Improve detection of sensitive information
Problem
Previously, harcleaner would only process specific known elements of the JSON file. We needed to be able to redact sensitive information based on pattern matching and keywords.
Solution
Influenced by the following projects:
The solution makes heavy use of Golang's reflect
package. I don't pretend
to understand Golang reflection
sufficiently, so this implementation might be very clumsy.
The HAR's entries are now walked to ensure that each underlying struct or string is processed. This includes checking for the existence of keywords, and using regular expressions to search and replace known patterns such as tokens or credentials.
Specific elements of the HAR's entries are still handled similarly to how they were before, but these checks occur during the walking of the HAR entry's structs.

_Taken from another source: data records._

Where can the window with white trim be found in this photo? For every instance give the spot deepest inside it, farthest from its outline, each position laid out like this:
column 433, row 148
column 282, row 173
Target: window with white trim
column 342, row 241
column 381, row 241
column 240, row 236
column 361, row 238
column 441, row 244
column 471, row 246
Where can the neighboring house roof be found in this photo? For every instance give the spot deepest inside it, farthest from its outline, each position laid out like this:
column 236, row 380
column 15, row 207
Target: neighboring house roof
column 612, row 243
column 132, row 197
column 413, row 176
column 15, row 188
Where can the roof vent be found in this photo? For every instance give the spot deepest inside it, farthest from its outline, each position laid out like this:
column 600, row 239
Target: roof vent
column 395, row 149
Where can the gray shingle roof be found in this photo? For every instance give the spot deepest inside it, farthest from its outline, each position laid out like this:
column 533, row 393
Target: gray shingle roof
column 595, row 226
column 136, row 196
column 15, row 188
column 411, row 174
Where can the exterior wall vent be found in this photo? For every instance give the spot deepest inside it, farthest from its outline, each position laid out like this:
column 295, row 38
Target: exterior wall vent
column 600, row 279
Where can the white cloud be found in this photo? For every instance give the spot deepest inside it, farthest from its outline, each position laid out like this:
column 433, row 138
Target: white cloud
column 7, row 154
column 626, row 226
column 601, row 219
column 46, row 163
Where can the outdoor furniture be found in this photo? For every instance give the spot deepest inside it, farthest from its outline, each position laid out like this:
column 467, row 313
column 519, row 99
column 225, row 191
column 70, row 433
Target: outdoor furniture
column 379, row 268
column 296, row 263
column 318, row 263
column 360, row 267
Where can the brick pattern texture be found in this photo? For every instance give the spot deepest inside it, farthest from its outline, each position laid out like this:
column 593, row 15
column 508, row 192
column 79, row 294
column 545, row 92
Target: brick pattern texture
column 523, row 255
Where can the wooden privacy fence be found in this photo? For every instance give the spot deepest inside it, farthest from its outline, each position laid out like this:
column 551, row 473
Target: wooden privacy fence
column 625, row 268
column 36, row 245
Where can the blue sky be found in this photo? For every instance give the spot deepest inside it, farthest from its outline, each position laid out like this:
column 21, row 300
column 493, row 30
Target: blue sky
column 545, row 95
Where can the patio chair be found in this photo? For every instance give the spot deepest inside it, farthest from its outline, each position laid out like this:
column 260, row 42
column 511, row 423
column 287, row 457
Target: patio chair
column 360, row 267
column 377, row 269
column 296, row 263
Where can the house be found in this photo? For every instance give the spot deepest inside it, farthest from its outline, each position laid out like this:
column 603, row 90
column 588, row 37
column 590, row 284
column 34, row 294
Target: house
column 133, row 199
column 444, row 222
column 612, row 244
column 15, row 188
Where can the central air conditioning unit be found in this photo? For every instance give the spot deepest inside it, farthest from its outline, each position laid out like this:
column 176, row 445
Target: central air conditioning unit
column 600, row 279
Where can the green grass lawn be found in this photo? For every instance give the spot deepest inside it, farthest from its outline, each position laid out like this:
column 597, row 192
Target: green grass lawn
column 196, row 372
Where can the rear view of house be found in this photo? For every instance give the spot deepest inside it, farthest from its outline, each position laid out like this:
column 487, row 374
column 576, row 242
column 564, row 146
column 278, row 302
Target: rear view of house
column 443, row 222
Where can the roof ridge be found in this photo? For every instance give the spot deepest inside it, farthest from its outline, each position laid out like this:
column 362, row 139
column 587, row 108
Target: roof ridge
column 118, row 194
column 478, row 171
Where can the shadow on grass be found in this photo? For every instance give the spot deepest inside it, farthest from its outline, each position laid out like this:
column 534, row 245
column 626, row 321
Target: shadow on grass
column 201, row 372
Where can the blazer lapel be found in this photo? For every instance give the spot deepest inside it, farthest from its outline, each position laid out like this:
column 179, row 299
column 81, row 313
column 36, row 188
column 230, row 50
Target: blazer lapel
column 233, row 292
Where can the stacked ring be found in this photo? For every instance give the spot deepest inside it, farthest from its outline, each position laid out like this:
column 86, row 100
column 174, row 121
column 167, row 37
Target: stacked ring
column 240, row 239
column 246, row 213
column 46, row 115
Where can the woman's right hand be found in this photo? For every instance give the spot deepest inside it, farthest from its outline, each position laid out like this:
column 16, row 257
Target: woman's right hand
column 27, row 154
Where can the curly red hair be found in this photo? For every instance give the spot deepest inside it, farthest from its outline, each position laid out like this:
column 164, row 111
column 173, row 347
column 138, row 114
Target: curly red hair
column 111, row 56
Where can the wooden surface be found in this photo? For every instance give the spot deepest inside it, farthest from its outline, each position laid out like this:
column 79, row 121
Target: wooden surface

I removed the specific redaction of the QueryString and and Headers, as these are now handled by keyword match and redaction. These elements were fully redacted before out of caution, but now will be partially redacted, as some of the information in these fields will be useful.
Cookies are still always redacted, as we don't think they will be useful for our analysis.
Regular Expressions
This introduces the following regular expressions to search/replace:
-
key=value
where thekey
matches a list of keywords - JWT tokens
- GitLab tokens
-
user:password
in URLs
We can easily add more regular expressions as we learn more about what to redact.
When multiple regular expressions are applied to a string, the result of each pattern match/replace is the input string to the next regular expression. This ensures that a string that matches multiple patterns will be redacted.
Approach
I decided to perform the regular expression search/replace operations on each individual struct's string field. This ensures we're checking each string for potentially sensitive information, and also reduces the scope of each regex operation. Each string will have multiple regex patterns applied to it, to search and replace matches.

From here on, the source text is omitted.